Samsung’s new Galaxy phones lay the groundwork for upcoming headsets and glasses
Samsung and Google work on Similar to Apple Vision Pro A mixed reality VR headset running Android XR and Google Gemini. We already knew this and even received demonstration from last year. But Samsung also revealed a little more about its focus on the phone Samsung Unpacked winter eventspecifically, a general partnership between Google and the Samsung AI ecosystem, which could be the missing piece to join all of this. This AI-inspired experience will be on next-gen VR/AR headsets this year, but expect it to work on Galaxy S25 phone and glasses that will connect to them.
In a way, I already got a preview of what the future holds at the end of last year.
Samsung’s vision for its products is connected through AI. And now that AI is getting consistent.
Seeing AI that works in real time
Samsung briefly addressed its upcoming VR/AR headsets and glasses at its latest Unpacked event, but we pretty much knew about them already. Still, Samsung’s demonstration of real-time AI that can see things on your phone or through cameras is exactly the trend that expected to arrive in 2025.
Project Moohan (which means “Infinity” in Korean) is a VR headset with pass-through cameras that blend the virtual and the real, similar to the Vision Pro or The mission of Meta 3. The design looks a lot like that of the discontinued Meta Quest Pro but with much better features. The headset has hand and eye tracking, runs Android apps through the Android XR operating system that will be fully revealed later this year, and uses Google Gemini AI as an assist layer throughout. on Google Project Astra technology that enables this real-time assistance for glasses, phones and headphones, debuted of Samsung’s Galaxy S25 series of phones.

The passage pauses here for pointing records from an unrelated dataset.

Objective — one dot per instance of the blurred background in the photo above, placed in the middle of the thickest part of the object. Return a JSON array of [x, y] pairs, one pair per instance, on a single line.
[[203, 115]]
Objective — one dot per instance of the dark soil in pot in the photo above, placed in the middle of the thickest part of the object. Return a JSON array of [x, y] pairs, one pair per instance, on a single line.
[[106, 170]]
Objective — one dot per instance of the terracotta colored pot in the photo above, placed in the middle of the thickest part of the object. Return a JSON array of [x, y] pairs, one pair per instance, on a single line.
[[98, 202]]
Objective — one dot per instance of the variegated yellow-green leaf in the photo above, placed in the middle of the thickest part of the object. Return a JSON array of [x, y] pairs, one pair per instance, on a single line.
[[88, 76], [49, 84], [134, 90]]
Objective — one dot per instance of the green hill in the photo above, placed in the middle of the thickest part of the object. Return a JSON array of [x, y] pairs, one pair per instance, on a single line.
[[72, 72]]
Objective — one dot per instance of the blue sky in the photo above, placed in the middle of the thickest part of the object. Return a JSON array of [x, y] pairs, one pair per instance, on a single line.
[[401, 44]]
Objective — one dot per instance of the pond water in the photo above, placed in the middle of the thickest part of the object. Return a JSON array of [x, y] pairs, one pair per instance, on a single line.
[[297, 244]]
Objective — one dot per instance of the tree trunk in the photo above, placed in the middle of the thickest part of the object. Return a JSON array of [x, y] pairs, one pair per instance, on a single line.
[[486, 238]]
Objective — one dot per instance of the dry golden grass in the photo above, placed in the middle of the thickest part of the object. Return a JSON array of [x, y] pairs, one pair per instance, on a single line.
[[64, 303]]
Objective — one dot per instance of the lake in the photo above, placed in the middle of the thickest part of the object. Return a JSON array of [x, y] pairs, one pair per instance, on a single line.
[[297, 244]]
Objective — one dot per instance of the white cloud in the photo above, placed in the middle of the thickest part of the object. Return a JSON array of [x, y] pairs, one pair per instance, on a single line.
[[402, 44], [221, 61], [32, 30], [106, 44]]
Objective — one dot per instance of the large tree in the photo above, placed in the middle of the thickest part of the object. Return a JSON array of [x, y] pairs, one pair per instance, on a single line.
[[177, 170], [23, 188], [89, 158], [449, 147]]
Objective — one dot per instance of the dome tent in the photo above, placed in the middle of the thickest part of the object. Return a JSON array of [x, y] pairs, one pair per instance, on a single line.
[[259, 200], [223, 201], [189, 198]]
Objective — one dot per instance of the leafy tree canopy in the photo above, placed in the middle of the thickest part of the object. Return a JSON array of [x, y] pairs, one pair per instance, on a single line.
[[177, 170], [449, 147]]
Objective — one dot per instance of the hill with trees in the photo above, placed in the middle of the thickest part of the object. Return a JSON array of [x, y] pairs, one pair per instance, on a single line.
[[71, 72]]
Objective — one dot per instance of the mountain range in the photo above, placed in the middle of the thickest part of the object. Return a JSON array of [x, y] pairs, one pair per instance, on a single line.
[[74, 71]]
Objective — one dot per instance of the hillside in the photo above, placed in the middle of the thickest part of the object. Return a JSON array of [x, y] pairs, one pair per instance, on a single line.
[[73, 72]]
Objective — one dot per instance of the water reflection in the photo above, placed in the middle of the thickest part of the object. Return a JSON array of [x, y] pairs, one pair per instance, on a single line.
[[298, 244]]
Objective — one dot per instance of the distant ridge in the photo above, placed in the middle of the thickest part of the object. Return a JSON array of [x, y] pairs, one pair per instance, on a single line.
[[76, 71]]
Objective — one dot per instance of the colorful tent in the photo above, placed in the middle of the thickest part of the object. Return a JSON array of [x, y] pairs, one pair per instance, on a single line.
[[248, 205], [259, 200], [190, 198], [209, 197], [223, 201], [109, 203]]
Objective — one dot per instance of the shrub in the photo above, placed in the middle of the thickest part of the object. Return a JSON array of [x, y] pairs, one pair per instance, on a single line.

But I’ve already seen it in action on my face.
My demos last year allowed me to use Gemini to help me while I was looking around a room, watching YouTube videos, or doing something else. The live AI had to be started in this live mode to use it, then it could see and hear what I was looking at or hearing. There were also pause modes to temporarily stop live help.
Samsung showed off what appeared to be similar real-time AI features on the Galaxy S25 phones, and more was promised. I expect it will be able to work while watching YouTube videos, similar to my Android XR demo. And according to Samsung and Google executives working on Android XR, it can even be used for live assistance while playing games.
Gemini’s skills for visual recognition on the go may start to feel the same between glasses and phones.
Better battery life and processing…for glasses?
Samsung and Google have also confirmed that they are working on smart glasses that also use Gemini AI to compete with them Meta’s Ray-Bans and a wave of other emerging glasses. AR glasses are also apparently in the works.
While Project Moohan is a standalone VR headset with its own battery pack and processors, like Apple’s Vision Pro, the smaller smart glasses that Google and Samsung are working on — and all glasses after that — will rely on connections and processing help from phones to work. That’s how smart glasses like Meta’s Ray-Bans already work.
But, perhaps, with more features means the need for more intensive phone processing. Live AI could start to become an increasingly used feature, relying on phones constantly working to help these glasses. Better processing, graphics, and most importantly improved battery life and cooling sounded to me like ways to make these phones better pocket PCs for eventual glasses.
Personal data clouds are what Samsung and Google will rely on to power smarter AI assistants on both glasses and phones.
A set of personal data that these AI gadgets will need
Samsung also announced a vague-sounding Personal Data Machine that Google and Samsung’s AI will take advantage of, gathering personal data into a place where AI can eventually develop richer conclusions and connections to all the things that are part of your life.
How this occurs or is secured, or where its limits are, was extremely unclear. But it sounds like a repository of personal data that Samsung and Google’s AI can train and work with connected advanced products, including watches, rings and glasses.
Camera-enabled wearables are only as good as the data that can help them, which is why so many of these devices currently feel clunky and weird to use, including Meta’s Ray-Bans in their AI modes. Typically, these AI devices come into conflict when you need to know things that your existing applications already know better. Google and Samsung are apparently trying to fix this.
Do I want to trust this process to Google and Samsung or someone else? How will these phones and future glasses make this relationship between AI and our data clearer and more manageable? We feel like we’re watching one shoe drop here, with others to come as Google’s I/O developer conference is likely to discuss Android XR and Gemini progress in much greater depth.
Samsung is making Project Moohan its first headphones, followed by glasses in the future after that. Expect Google to go into more detail with Samsung at the developer-focused Google I/O conference around May or June, and possibly a full reveal in the summer at Samsung’s next anticipated Unpacked event. By then, we may know a lot more about why this seemingly boring new wave of Galaxy S25 phones may be building an infrastructure that will play out in clearer detail by the end of the year… or even beyond.